I know what you meant, but I hold by what I said. There are 'pro gamers' in the US and Germany, too, but gaming is still overall seen like a banality, maybe slightly above going to the movies or watching tv, at this point. Maybe. But maybe not. An infinitesimally small amount of people are "pro gamers". I'd say the wave gamers have been riding much more is the rise of "nerdism", where some ethereal notion of "nerd" conflating gaming, anime, and other hobbies like that, with intelligence. Few people are even aware or even care that there are "pro gamers" or game competitions for money. Even I tried watching a dota 2 competition and got bored. I listen to a few game related podcasts and youtube channels and not a single one has raved about spectator gaming. The advocates of spectator gaming do often say that the audience has gotten bigger than the sports audience, but the thing is that it's not really true in global standards. What size is the (association) football (soccer) audience? Sports watching in the US is plummeting and it's easy to overtake it at this point, especially when compared to a global audience.

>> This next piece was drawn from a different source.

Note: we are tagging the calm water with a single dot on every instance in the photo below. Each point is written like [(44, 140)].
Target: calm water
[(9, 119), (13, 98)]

Where are the shades and power glove? Not cool at all.
Only those residing in the contiguous United States in 1988 through 1990, of an age range to comprehend it, can truly grasp the magic nes brought to a generation.
From one point of view, yes. I agree that in the gaming world, the nes was a turning point. This is why there is a big audience for it. So, the point is that we can only assume the snes could be just as popular, if not more, which refutes the OP quote. But my main point before that was that outside of gamers, video gaming was still only seen as playing with toys, and sometimes even aggressively opposed in various ways. I hear about all these 8-bit and 16-bit era kids having dads, and sometimes even moms, buying and playing nes games along with them. That amazed me and I would have loved if that was my experience, but those are only a bubble. Most parents wished kids stopped playing their nintendo tapes so much, because it was worse than watching tv all day, for some reason. Some parents, like mine, made no qualms about it. My dad was kind of snarky about it and didn't think it was serious or good for anything, and my mom was downright naggy about getting me to quit.
And I very distinctly remember a joke in middle school, where one nerdy kid got asked what his favorite sport was; he hesitated for a moment and some other smartass kid asked "nintendo?", and then everyone laughed. Well, it was kind of funny. And, no, I wasn't the kid. It was some kid named Greg.
And then high school. Oh boy. It was a mortal sin to talk about video games.